Dr. Andrea Amalfitano, Duke University Medical Center (USA) made a presentation entitled “Therapy for GSD-II; Enzyme based therapeutics and novel gene therapy approaches.”
(see research from Duke June 25, 1999 & Aug. 3, 1999)
Dr. A.T. van der Ploeg, Sophia Children’s Hospital Rotterdam, The Netherlands, gave her presentation entitled “Enzyme therapy for Pompe’s disease” on the last day of the conference.
see Phase II Juvenile Trials Underway in Netherlands, July 4, 1999
Presentations were also made by industry representatives:
“A Transgenic Approach to Enzyme Replacement Therapy in Pompe Patients” was jointly made by A. Vos, Ph.D., Pharming/Genzyme LLC (Netherlands); J. Dalle, MSc, Pharming NV (Belgium); A. Curtis, MBA, Genzyme Corp (USA).
“The Challenges of rhGAA Manufacture ” was the title of the presentation made by Blythe Devlin,Ph.D., Synpac (N.C.) Inc.
Patient organization presentations included the following:
“Knowledge is power” and “The importance of good information,” Kevin O’Donnell, Ph.D., AGSD (UK);
“Forming a national Pompe group, our experience,” Marylyn House, AMDA (USA);
“The International Pompe Association, position, objectives, policy and activities,” Ysbrand Poortman, VSN (Netherlands); “Developments in the area of Pompe’s disease,” Haske van Veenendal, VSN (Netherlands);
“Funding treatment before the government subsidy approvals,” Robert Morrison, MDA (Australia);
“Legal procedures regarding the International Pompe Association,” Helmut Erny, SHG Glycogenose Deutschland eV(Germany)
Maryze Schoneveld van der Linde, representative of VSN, presented a moving autobiographical portrait of a Pompe patient’s endurance of this progressive debilitating disease.

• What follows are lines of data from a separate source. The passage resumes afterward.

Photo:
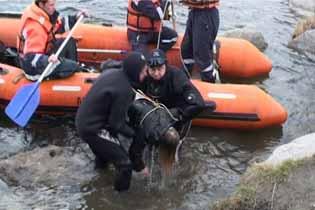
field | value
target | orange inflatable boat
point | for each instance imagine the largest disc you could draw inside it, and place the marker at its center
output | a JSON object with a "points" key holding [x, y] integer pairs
{"points": [[236, 57], [237, 106]]}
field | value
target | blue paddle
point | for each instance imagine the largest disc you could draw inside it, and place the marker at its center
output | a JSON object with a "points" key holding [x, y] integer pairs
{"points": [[26, 100]]}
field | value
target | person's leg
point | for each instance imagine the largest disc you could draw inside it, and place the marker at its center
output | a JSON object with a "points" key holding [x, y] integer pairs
{"points": [[205, 28], [136, 151], [167, 40], [64, 69], [70, 49], [187, 45], [108, 149]]}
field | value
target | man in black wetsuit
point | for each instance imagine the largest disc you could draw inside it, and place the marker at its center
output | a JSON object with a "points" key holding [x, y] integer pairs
{"points": [[101, 118]]}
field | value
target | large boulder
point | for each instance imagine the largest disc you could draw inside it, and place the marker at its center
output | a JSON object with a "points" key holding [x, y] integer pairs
{"points": [[302, 7], [297, 149], [49, 166], [284, 181], [251, 35]]}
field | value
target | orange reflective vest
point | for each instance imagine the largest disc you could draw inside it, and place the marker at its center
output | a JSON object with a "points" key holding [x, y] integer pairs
{"points": [[136, 21], [201, 4], [37, 32]]}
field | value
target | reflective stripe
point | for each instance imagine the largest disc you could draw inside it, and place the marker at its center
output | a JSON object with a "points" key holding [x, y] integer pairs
{"points": [[222, 95], [66, 88], [169, 40], [104, 134], [188, 61], [209, 68], [67, 25], [32, 77], [160, 11], [35, 59], [41, 20]]}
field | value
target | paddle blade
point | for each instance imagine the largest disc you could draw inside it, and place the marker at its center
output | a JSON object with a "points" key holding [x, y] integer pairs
{"points": [[23, 104]]}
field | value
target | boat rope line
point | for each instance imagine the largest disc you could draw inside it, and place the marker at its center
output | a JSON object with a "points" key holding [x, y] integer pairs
{"points": [[221, 95], [228, 116], [66, 88]]}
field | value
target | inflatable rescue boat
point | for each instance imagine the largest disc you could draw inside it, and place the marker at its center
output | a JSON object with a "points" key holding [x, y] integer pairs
{"points": [[236, 57], [237, 106]]}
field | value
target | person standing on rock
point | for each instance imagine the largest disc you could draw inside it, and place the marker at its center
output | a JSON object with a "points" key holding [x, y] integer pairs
{"points": [[144, 22], [201, 31], [101, 118]]}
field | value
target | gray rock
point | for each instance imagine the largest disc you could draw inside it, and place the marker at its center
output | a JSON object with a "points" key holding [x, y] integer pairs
{"points": [[8, 200], [299, 148], [255, 37], [50, 166], [303, 25], [304, 43], [302, 7]]}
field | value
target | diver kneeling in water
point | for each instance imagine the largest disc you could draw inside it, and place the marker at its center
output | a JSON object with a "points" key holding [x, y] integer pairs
{"points": [[154, 126]]}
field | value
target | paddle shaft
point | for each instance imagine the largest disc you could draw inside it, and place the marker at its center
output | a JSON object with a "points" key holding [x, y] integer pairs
{"points": [[173, 15], [85, 50], [50, 65], [161, 26]]}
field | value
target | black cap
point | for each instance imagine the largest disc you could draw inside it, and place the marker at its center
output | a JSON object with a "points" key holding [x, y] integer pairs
{"points": [[133, 65], [156, 58]]}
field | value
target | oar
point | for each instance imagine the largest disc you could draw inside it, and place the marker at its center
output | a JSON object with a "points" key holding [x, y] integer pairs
{"points": [[26, 100], [86, 50], [173, 15]]}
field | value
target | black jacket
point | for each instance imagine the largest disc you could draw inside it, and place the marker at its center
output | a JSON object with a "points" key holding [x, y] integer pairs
{"points": [[175, 90], [106, 105], [148, 8]]}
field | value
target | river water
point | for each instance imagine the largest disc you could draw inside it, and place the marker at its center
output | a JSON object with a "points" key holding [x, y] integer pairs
{"points": [[212, 160]]}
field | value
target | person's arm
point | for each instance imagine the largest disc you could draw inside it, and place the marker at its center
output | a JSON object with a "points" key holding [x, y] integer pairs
{"points": [[193, 102], [149, 9]]}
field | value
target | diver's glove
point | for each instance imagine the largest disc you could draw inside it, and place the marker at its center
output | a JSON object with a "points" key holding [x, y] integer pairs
{"points": [[177, 113]]}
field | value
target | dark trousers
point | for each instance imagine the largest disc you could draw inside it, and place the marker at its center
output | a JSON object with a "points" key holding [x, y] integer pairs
{"points": [[108, 150], [140, 40], [201, 31]]}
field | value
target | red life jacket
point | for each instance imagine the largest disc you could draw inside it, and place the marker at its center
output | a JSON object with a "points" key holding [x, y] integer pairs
{"points": [[136, 21], [200, 4], [37, 32]]}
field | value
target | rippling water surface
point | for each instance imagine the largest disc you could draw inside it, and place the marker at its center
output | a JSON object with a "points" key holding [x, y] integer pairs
{"points": [[212, 160]]}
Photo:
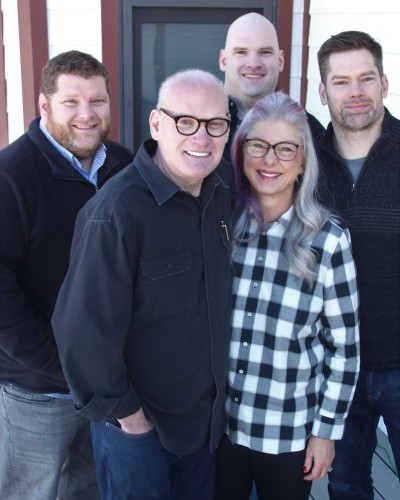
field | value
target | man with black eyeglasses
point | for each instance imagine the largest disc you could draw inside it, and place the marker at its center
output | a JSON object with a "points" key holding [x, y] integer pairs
{"points": [[143, 318]]}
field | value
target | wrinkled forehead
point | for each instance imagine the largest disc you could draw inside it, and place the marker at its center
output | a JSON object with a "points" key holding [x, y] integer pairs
{"points": [[198, 99], [251, 35]]}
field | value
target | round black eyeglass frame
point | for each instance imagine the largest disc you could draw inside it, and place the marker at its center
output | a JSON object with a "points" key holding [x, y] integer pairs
{"points": [[272, 146], [199, 121]]}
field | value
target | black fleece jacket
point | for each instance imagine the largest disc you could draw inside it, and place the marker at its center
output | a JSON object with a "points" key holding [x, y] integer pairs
{"points": [[371, 210], [40, 196]]}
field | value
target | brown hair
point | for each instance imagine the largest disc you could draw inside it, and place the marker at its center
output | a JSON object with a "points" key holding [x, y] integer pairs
{"points": [[345, 41], [72, 62]]}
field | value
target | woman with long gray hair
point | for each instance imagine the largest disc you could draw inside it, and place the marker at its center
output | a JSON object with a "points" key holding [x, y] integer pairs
{"points": [[294, 354]]}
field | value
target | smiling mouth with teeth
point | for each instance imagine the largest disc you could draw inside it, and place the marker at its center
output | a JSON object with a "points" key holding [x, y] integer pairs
{"points": [[197, 154], [87, 127], [269, 175]]}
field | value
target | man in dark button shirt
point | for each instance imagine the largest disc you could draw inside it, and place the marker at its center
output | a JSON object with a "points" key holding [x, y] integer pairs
{"points": [[143, 318]]}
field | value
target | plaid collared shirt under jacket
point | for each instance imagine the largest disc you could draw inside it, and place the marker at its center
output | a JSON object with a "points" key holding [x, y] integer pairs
{"points": [[294, 354]]}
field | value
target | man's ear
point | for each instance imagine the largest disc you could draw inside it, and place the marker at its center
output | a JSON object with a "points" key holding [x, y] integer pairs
{"points": [[385, 86], [281, 58], [222, 60], [154, 124], [43, 106], [322, 93]]}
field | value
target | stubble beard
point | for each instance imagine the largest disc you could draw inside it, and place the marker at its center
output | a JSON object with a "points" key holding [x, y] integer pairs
{"points": [[79, 147]]}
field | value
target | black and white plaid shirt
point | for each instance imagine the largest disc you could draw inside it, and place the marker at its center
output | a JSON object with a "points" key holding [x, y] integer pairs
{"points": [[294, 354]]}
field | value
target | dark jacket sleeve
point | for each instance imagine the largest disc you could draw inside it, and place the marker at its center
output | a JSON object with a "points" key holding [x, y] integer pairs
{"points": [[17, 315], [92, 318]]}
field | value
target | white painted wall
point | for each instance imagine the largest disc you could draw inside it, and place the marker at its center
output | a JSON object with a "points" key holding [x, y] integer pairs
{"points": [[12, 69], [74, 24], [381, 19]]}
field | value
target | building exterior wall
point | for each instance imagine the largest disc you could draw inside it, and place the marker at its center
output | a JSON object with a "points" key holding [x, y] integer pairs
{"points": [[76, 24]]}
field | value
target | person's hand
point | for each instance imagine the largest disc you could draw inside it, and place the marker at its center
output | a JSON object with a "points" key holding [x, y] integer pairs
{"points": [[319, 457], [136, 423]]}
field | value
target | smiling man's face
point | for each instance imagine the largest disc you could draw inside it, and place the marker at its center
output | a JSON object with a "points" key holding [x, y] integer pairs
{"points": [[77, 115], [188, 159], [251, 60]]}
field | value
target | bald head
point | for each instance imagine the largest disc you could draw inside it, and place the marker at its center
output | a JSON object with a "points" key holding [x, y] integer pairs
{"points": [[251, 59]]}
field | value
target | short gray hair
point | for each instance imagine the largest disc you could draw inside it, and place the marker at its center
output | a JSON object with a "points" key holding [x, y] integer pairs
{"points": [[192, 77]]}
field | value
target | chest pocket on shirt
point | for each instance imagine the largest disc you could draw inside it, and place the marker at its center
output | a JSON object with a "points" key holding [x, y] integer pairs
{"points": [[169, 282]]}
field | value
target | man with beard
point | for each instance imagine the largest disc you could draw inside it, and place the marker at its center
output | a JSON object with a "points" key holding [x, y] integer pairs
{"points": [[46, 176], [360, 181], [142, 318], [252, 62]]}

Maryze has struggled with the juvenile form of the disease for over 20 years. She was diagnosed with the disease at the age of 8. Her speech was entitled “From patient initiative to treatment.”
Ria Broekgaarden, VSN, and Randall House, AMDA, co-chaired the second day’s events. Thomas Schaller, SHG Glykogenose Deutschland (Germany) chaired the final day’s session.
A closed session to formulate and discuss IPA objectives was co-chaired by Randall House and Ysbrand Poortman and included only members of patient groups. Mr. House summarized the committee report at the general meeting on the final day.